I do not believe it will replace humans.
Why shouldn't it? Humans are poorly optimized for almost anything, and built on a substrate that's barely hanging together
Goodness gracious!
(That's the first time I used that expression on HN.)
But I agree with you, especially in areas where they have a lot of training data, they can be very useful and save tons of time.
But AI is supercharging Math like there is no tomorrow.
And so do humans. Gotta stand on these shoulders of giants.
woah.
- It does not show an example of the new best solution, nor explain why they couldn't show an example (e.g. if the proof was not constructive)
- It does not even explain the previous best solution. The diagram of the rescaled unit grid doesn't indicate what the "points" are beyond the normal non-scaled unit grid. I have no idea what to take away from it.
- It's description of the new proof just cites some terms of art with no effort made to actually explain the result.
If this post were not on the OpenAI blog, I would assume it was slop. I understand advanced pure mathematics is complicated, but it is entirely possible to explain complicated topics to non-experts.

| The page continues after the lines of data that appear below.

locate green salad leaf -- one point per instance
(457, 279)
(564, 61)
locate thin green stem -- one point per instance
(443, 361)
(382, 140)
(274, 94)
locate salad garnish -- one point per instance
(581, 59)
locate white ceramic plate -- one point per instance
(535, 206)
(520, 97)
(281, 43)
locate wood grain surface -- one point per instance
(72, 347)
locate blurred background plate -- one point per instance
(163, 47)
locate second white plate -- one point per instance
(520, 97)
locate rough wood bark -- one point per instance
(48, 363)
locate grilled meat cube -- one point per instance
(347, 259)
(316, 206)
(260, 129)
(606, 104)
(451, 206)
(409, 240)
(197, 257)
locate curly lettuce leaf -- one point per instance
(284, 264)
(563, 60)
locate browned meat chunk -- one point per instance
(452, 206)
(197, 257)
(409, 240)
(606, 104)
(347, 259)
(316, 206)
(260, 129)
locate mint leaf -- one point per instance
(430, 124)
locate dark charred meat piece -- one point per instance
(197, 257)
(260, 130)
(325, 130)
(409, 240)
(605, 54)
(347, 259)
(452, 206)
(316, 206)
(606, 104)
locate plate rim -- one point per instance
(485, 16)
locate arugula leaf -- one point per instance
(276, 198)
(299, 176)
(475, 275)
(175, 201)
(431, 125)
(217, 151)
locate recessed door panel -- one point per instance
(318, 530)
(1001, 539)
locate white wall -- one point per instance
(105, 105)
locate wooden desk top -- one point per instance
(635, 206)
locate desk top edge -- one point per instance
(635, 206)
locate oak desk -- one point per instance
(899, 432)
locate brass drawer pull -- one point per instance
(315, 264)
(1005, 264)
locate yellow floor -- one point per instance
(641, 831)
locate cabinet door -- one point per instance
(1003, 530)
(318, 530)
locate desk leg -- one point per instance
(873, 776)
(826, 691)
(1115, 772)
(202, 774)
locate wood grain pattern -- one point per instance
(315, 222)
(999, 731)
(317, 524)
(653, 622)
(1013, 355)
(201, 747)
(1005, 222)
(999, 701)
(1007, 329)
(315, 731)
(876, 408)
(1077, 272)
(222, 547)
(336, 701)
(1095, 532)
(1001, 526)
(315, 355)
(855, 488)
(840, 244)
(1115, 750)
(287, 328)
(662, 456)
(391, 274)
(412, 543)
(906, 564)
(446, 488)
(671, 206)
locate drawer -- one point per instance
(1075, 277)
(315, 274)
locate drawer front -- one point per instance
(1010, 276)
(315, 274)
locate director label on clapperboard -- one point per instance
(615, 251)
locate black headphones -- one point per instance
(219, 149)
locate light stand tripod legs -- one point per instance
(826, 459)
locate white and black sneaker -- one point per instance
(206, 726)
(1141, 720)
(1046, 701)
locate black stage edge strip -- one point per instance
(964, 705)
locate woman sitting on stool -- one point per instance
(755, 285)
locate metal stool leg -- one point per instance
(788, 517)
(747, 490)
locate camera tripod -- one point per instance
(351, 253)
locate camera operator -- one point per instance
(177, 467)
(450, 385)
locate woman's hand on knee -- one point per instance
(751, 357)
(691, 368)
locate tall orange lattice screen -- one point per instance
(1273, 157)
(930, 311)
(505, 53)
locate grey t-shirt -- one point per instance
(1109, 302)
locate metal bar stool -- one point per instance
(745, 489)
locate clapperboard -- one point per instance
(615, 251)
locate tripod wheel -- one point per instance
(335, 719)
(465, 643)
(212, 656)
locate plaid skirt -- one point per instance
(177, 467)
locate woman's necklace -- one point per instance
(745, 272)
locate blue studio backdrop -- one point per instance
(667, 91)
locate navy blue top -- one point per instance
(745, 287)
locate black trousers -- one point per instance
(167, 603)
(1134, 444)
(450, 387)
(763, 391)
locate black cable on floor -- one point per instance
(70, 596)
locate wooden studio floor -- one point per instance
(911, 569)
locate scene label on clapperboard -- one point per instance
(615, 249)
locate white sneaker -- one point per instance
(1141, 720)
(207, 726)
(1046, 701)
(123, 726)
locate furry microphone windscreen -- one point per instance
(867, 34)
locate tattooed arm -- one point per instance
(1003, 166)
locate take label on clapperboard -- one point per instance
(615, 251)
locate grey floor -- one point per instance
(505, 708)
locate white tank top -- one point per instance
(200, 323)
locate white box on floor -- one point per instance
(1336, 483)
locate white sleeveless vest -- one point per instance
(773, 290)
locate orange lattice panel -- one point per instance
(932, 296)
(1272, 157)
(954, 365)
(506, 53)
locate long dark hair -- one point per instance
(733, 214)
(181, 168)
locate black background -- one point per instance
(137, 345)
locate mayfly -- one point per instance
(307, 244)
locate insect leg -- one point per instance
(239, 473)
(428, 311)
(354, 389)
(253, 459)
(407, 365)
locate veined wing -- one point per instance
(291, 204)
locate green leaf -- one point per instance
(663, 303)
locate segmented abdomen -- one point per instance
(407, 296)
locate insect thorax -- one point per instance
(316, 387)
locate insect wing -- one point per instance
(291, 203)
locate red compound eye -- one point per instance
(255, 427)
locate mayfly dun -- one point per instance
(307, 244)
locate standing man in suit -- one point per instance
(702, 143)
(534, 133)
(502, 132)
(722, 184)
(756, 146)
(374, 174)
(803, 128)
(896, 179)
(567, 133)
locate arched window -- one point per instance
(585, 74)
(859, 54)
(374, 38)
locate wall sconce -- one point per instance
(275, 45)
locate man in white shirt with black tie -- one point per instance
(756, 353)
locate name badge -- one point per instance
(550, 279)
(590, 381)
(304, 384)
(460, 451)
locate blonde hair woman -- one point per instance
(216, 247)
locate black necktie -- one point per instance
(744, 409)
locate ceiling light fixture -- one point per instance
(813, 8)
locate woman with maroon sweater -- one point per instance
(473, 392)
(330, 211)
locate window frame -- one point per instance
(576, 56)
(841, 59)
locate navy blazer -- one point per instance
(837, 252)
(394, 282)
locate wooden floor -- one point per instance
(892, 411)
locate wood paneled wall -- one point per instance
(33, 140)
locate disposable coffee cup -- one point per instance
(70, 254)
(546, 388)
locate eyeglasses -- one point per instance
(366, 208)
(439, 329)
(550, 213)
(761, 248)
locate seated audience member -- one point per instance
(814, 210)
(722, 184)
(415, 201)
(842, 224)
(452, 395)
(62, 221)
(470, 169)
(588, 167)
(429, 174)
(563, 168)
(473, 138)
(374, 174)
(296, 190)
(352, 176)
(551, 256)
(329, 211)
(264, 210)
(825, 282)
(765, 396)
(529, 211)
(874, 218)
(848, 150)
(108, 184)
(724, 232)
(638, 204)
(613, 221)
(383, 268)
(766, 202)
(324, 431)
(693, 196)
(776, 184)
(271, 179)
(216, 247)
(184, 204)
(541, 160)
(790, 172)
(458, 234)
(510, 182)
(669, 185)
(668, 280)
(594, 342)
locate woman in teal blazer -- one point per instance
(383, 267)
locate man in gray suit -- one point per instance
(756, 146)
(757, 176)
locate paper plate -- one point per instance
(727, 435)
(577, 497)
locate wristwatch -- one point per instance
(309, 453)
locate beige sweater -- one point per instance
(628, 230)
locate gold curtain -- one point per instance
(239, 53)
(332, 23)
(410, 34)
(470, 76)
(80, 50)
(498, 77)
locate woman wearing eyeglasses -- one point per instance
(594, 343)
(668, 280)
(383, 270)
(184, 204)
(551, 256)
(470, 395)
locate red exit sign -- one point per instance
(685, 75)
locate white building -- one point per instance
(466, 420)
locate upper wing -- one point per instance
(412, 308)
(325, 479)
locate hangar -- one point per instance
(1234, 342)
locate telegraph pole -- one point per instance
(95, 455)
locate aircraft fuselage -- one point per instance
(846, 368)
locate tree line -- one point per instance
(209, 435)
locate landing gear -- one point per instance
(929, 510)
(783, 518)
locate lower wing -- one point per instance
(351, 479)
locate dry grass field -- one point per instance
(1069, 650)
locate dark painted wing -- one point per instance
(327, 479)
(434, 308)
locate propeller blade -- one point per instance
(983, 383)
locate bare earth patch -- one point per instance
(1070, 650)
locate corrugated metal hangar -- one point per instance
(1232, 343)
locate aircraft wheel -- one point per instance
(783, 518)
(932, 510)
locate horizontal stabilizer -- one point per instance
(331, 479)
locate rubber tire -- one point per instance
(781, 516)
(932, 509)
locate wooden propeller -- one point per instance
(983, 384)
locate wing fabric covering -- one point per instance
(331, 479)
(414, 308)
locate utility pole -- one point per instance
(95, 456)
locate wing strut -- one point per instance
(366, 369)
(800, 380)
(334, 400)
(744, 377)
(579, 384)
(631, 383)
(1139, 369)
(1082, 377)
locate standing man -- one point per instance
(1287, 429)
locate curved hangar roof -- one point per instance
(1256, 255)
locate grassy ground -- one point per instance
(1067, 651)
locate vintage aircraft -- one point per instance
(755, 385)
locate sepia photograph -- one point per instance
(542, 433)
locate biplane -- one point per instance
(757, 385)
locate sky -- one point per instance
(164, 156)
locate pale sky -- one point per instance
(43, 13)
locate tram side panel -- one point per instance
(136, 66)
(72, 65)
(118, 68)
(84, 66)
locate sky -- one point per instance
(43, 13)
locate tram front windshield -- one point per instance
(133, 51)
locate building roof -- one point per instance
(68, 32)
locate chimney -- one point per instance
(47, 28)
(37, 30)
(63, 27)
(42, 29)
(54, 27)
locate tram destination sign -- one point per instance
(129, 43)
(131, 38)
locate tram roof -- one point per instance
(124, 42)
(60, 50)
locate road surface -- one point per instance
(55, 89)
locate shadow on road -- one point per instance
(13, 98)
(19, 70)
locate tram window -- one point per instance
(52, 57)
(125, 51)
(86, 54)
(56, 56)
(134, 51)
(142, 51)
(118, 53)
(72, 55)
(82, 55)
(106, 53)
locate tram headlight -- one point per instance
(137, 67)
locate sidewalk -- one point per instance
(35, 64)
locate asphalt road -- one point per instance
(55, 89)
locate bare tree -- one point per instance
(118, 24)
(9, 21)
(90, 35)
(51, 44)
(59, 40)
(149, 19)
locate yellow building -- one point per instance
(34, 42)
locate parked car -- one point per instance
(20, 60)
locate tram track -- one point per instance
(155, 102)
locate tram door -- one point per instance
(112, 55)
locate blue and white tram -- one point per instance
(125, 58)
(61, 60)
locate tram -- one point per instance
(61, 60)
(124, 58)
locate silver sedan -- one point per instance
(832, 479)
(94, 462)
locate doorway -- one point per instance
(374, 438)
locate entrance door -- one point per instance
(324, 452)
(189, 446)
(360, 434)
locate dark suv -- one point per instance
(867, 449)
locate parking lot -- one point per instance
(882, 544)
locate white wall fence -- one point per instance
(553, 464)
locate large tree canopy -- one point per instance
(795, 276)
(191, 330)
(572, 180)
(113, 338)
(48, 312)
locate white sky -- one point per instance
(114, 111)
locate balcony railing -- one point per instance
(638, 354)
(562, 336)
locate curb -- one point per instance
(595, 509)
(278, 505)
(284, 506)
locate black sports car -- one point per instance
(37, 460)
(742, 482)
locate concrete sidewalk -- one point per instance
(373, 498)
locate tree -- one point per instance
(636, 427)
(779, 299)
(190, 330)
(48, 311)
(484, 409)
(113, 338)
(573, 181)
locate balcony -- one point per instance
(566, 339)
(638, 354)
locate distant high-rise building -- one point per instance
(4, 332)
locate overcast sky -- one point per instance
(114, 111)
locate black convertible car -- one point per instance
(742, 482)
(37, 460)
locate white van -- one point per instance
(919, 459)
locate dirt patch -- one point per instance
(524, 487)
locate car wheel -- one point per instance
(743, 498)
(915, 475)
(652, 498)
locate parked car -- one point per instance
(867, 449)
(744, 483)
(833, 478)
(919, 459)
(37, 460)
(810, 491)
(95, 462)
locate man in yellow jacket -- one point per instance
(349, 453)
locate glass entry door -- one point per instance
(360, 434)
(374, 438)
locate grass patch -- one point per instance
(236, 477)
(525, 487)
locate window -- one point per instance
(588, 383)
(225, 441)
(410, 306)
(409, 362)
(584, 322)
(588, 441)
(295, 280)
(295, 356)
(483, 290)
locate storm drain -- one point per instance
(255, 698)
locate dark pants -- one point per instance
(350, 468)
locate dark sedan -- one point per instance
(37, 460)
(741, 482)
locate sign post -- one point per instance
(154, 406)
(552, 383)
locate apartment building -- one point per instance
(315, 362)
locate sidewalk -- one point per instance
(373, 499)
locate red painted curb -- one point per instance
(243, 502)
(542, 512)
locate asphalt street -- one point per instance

The underlying model may still effectively be a stochastic parrot, but used properly that can do impressive things and the various harnesses have been getting better and better at automating the use of said parrot.
For example, these machines, if scaling intellect so fiercely that they are solving bespoke mathematics problems, should be able to generate mundane insights or unique conjectures far below the level of intellect required for highly advanced mathematics - and they simply do not.
Ask a model to give you the rundown and theory on a specific pharmacological substance, for example. It will cite the textbook and meta-analyses it pulls, but be completely incapable of any bespoke thinking on the topic. A random person pursuing a bachelor's in chemistry can do this.
Anything at all outside of the absolute facts, even the faintest conjecture, feels completely outside of their reach.
What was discovered were numerous mistakes in the published literature on the subject. “New math! AI!” No, just mechanical application of rules, human mistakes.
There were things that were theorized, but couldn’t be exhaustively checked until computers were bigger.
Once again, a tool is applied, it has the AI label - its progress! But it isn’t something new. It’s just an LLM.
There’s a consistent under appreciation of AI (and math, honestly), but watching soulless AI mongers declare that their toy has created the new is something of a new low; uninspired, failed creatives, without rhyme or context; this is a bigger version of declaring that your spell checker has created new words.
The result is more impressive than what was done with tables of integrals and SAINT in 1961, sure.
Apparently if you add a “temperature” knob to a text predictor, otherwise sane individuals piss themselves and call it new.
Then again I thought NFTs, crypto, and the Metaverse were stupid, so what do I know.
can we please put these ground breaking AIs to work on actual problems humans have?
Who else disproved this longstanding conjecture before the model did so, since obviously it must have been in the training data since before?